Bug 857106

Summary: ipmitool sol sessions stop responding
Product: [Fedora] Fedora Reporter: Andrew J. Schorr <aschorr>
Component: ipmitoolAssignee: Ales Ledvinka <aledvink>
Status: CLOSED EOL QA Contact: Fedora Extras Quality Assurance <extras-qa>
Severity: unspecified Docs Contact:
Priority: unspecified    
Version: 14CC: aledvink, tsmetana
Target Milestone: ---   
Target Release: ---   
Hardware: Unspecified   
OS: Unspecified   
Whiteboard:
Fixed In Version: Doc Type: Bug Fix
Doc Text:
Story Points: ---
Clone Of: Environment:
Last Closed: 2016-01-26 09:30:41 UTC Type: Bug
Regression: --- Mount Type: ---
Documentation: --- CRM:
Verified Versions: Category: ---
oVirt Team: --- RHEL 7.3 requirements from Atomic Host:
Cloudforms Team: --- Target Upstream Version:
Embargoed:
Attachments:
Description Flags
rc1 none

Description Andrew J. Schorr 2012-09-13 15:12:57 UTC
Description of problem: I use ipmitool with conserver to manage remote Fedora systems.  This works fine initially, but eventually the ipmitool session becomes unresponsive.  When a system crashes, it is helpful to have a log of any message that may have been printed on the console.  But I am not getting these messages because the SOL session has frozen.  A restart fixes the problem.  Using the usesolkeepalive gives even worse results than the default keepalive method.


Version-Release number of selected component (if applicable):
1.8.11

How reproducible:
Run "ipmitool -I lanplus -H <host> sol activate" and wait a while.

Steps to Reproduce:
1. Run "ipmitool -I lanplus -H <host> sol activate"
2. Wait a while for the session to become unresponsive.
3. Try adding the "usesolkeepalive" argument and see that it does not help.
  
Actual results:
The session freezes after a while.

Expected results:
The keepalive behavior should detect that the session has become unresponsive, and the program should exit or reinitialize the session.

Additional info:

Comment 1 Ales Ledvinka 2012-11-21 17:14:04 UTC
I reproduced something what might be fixed but I am not sure that we both observe same problem/protocol and target host capabilities.

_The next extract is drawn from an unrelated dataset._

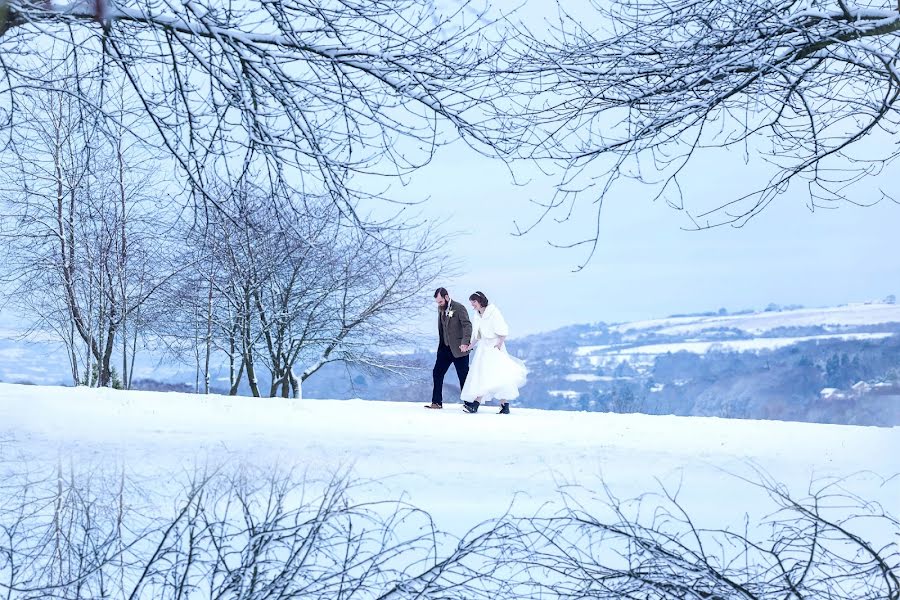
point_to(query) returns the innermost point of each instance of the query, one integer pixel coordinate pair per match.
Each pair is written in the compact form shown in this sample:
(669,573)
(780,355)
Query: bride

What have I reproduced can be called: "The sol complains of send error forever until input activity."

scenario: activate sol session, add output filtering drop rule for the ipmitool socket, deactivate the session using other ipmitool instance, remove the output drop filtering rule

--- investigation comments below (current, not f14)
I see the -N and -R command line options might be duplicate with the SOL_KEEPALIVE_TIMEOUT and SOL_KEEPALIVE_RETRIES and also with the MAX_SOL_RETRY (in the ipmi_sol_red_pill)
And the _keepalive_retries is really never used for anything.
That the ipmi_sol_red_pill() never receives anything else then 0 from both either the ipmi_sol_keepalive_using_getdeviceid() or ipmi_sol_keepalive_using_sol()

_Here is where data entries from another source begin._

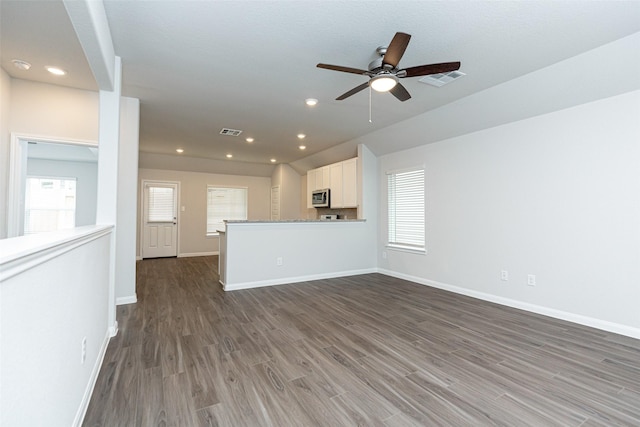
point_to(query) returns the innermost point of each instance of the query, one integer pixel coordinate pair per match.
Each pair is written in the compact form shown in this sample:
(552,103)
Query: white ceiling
(199,66)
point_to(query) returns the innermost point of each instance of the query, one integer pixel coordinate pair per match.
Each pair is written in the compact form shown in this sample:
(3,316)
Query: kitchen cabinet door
(326,177)
(335,172)
(350,183)
(311,185)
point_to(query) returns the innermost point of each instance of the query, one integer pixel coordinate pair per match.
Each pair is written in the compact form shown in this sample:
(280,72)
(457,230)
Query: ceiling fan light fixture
(383,82)
(57,71)
(20,64)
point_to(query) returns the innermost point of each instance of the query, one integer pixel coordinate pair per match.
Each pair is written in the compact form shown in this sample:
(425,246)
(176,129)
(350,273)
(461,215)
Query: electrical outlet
(83,354)
(531,280)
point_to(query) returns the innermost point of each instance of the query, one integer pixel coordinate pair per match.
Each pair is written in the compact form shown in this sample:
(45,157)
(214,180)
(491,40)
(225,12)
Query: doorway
(160,219)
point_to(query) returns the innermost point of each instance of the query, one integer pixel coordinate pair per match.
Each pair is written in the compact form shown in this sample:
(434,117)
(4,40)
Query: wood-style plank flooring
(366,350)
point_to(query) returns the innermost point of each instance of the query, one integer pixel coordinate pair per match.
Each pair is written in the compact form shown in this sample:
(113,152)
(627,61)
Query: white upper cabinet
(336,185)
(350,183)
(341,178)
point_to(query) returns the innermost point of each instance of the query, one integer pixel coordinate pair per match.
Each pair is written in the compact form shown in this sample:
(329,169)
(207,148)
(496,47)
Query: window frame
(28,210)
(400,245)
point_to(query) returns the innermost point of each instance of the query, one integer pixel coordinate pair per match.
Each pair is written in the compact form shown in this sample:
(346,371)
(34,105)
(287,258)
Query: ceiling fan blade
(353,91)
(396,49)
(424,70)
(341,68)
(400,92)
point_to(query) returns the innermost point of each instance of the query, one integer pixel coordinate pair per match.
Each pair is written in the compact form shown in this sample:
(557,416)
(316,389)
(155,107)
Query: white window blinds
(406,209)
(224,203)
(160,204)
(50,204)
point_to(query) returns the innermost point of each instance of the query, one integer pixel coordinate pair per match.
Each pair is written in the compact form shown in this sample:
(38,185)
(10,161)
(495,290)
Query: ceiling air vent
(230,132)
(442,79)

the send_sol returns  NULL / rsp pointer
the keepalive returns  -1  /  0

For inactive session keepalive with get device id command there is probably no indication of session active/inactive
But in case of network or target host issues when there is no reply the ipmitool should be able to terminate.

counter scenario for the change of this behavior might be setup with console server where admin can not reach the console server and deactivates it's session directly at the managed target for manual override. the buggy behaviour prevents race in such conditions.

Comment 2 Ales Ledvinka 2012-11-29 01:15:45 UTC
Created attachment 653908 [details]
rc1

Comment 3 Jan Kurik 2015-12-22 11:35:17 UTC
This bug is currently assigned to an unsupported release. If you think this bug is still valid and should remain open, please re-assign it to a supported release (F22, F23) or to rawhide.

Bugs which will be assigned to an unsupported release are going to be closed as EOL (End Of Life) on January 26th, 2016.